Maldonado cayó de la región celeste donde se mecía. Aquella frase punzante dicha en tono despreciativo le llegó al alma. Porque cabalmente la superioridad de Pepe Castro era una de las pocas verdades que se imponían a su espíritu de modo incontrastable. Pudiera ofrecer reparos a la de Hornero, pero a la de Pepito, no. La seguridad de no poder llegar jamás, por mucho que le imitase, al grado excelso de elegancia, despreocupación, valor desdeñoso y hastío de todo lo creado, que caracterizaba a su admirado amigo, le humillaba, le hacía desgraciado. Esperanza había puesto el dedo en la llaga que minaba su preciosa existencia. No pudo contestar; tal fué su emoción.

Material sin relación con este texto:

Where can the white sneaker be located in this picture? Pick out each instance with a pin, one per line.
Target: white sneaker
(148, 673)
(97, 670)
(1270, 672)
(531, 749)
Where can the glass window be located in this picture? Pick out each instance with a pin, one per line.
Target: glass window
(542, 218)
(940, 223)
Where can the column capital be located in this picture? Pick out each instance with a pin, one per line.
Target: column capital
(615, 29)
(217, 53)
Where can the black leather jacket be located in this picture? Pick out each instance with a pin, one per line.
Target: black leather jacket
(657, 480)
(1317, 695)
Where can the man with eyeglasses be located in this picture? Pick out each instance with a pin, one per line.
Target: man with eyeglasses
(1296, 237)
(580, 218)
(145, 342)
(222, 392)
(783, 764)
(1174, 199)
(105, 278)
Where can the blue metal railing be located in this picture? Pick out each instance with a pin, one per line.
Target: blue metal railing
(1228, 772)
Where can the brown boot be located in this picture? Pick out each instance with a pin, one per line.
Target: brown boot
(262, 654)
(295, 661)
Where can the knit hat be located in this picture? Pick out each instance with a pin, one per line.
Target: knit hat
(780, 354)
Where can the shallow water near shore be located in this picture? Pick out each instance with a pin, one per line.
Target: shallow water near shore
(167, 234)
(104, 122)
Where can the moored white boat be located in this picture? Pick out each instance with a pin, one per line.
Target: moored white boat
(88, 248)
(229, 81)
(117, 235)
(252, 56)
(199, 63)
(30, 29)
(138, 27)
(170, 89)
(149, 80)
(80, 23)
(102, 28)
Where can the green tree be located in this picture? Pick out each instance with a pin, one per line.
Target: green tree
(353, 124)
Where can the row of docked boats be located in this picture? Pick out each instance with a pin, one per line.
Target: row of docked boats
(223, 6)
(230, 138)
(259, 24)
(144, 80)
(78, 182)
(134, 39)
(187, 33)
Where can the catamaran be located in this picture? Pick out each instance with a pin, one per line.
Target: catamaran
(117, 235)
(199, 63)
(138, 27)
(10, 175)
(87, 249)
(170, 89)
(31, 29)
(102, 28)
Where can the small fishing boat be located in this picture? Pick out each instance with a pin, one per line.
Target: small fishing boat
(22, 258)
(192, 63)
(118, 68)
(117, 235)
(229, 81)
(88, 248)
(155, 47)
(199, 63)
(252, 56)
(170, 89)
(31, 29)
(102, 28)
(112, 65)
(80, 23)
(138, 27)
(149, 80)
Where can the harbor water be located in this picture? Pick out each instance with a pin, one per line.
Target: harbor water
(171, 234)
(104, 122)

Clementina estaba triste, inquieta. Desde que había entrado en casa de su cuñada, buscaba pretexto para irse. Pero no lo hallaba. Era forzoso resignarse a dejar transcurrir un rato. Los minutos le parecían siglos. Había charlado unos momentos con la marquesa de Alcudia, mas ésta la había dejado en cuanto entró el padre Ortega. Su cuñada estaba secuestrada por el general Patiño, que le explicaba minuciosamente el modo de criar a los ruiseñores en jaula. Las dos chicas de Alcudia que tenía al lado parecían de cera, rígidas, tiesas, contestando por monosílabos a las pocas preguntas que las dirigió. Una sorda irritación se iba apoderando poco a poco de ella. Dado su temperamento, no se hubieran pasado muchos minutos en echar a rodar todos los miramientos y largarse bruscamente. Alas al oir el nombre de Pepe Castro levantó la cabeza vivamente y se puso a escuchar con ávida atención. La reticencia de Ramoncito la puso súbito pálida. Se repuso no obstante en seguida, y, entrando en la conversación con amable sonrisa, dijo:
—Vaya, vaya, Ramón; no sea usted mala lengua…. ¡Pobres mujeres en boca de ustedes!